Testing and Maybe Building Up a Moots Vamoots RSL Road Bike
Moots, Vamoots, RSL, Trek Madone, Shimano DuraAce
As I have two Trek Madone 6.9 SSL bikes, I am thinking of stripping the Shimano Dura-Ace DI2 components and the SRM crankset from one of the Madones and using that to build up the Vamoots RSL, with the sturdier 44mm head tube.
Why? I am so darn impressed with the ride quality of my Moots mountain bikes that I have a lot of confidence that something very special is likely to be found in the Moots Vamoots RSL ride.
I also like the idea of a frame that lasts and lasts... and lasts. And can be safely clamped into a car rooftop carrier without concern. And can take a few dings.

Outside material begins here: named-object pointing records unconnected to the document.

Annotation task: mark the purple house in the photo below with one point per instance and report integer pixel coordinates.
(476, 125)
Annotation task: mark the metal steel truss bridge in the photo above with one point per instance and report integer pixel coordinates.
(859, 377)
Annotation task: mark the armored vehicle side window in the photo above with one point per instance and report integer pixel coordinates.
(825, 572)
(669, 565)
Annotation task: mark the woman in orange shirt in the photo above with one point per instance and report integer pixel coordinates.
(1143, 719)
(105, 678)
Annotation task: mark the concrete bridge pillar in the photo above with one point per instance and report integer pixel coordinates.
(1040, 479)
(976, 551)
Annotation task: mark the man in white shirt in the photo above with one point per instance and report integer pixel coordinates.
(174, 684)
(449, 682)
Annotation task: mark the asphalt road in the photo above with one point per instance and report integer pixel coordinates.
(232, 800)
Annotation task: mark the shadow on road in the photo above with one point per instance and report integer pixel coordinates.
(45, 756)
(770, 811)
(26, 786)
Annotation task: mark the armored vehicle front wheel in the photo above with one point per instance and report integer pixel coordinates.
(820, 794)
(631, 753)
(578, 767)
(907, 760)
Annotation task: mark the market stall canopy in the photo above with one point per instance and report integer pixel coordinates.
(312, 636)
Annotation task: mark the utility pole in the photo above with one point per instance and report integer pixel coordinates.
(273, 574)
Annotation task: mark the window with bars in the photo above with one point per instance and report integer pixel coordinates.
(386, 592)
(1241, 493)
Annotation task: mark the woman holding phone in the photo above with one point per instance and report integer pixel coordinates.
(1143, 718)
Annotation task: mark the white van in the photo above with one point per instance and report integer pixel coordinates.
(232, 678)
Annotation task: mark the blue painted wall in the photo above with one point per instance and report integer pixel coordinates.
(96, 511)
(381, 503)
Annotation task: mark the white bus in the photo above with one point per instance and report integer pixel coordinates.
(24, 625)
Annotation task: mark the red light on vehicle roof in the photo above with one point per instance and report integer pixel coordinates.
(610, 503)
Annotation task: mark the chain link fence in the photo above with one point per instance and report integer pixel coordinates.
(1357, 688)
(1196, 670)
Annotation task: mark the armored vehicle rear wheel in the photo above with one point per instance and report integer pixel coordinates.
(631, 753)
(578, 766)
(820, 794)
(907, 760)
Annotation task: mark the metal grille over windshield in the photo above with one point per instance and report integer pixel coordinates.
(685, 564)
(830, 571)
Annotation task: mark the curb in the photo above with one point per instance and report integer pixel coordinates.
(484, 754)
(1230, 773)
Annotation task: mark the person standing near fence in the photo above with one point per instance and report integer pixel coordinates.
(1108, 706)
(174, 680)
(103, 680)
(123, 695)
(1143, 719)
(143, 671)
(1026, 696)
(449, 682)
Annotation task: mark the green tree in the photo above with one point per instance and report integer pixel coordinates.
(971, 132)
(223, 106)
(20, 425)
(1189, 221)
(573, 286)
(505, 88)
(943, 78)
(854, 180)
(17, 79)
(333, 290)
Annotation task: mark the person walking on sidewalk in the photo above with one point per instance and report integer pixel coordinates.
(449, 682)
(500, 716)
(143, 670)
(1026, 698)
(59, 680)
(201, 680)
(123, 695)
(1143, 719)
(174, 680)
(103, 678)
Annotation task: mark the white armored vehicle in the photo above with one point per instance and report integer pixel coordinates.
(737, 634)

Since the Vamoots RSL is a heavier frame, I probably will go with a carbon seat post, carbon bar, and carbon or aluminum stem, to help keep the weight down (good ideas from Nail at Palo Alto Bicycles), since every pound counts for winning the 2012 Everest Challenge. I’ll run the Lightweight Obermayers on it of course.
Absolute lowest weight is not the goal however; a bike that is as light as possible but not too light: remaining comfortable, stiff and durable is what counts, not some super light build that won’t hold up.
Anyway, if there are any Moots Vamoots RSL riders out there, particularly the 2012 model, I’m interested in hearing your comments on handling, climbing efficiency and overall ride quality, as well as the fork choice— I am debating using the Moots fork or the Enve 1.0 fork.
Assuming I like the Vamoots RSL enough after the test ride to make it worth the trouble. The issues I see for my particular use:
- Minimal weight gain over my Trek Madone 6.9 SSL, which weighs 14.3 pounds including bottle cages and bar mount for the SRM head unit, double bar tape.
- Must climb and sprint as well or better than the Trek.
- Looking for an improvement in handling on steep curvy descents. I don’t expect it to behave as well as the Look 695 SR, but something better than the Trek would be a big plus.
- Comfort— I’m assuming this is a given, that it would be at least as comfortable as the Trek Madone 6.9 SSL.
- Feel— has to feel great with a frame with some personality (a critical point rammed home by riding the dead-as-wood Look 586).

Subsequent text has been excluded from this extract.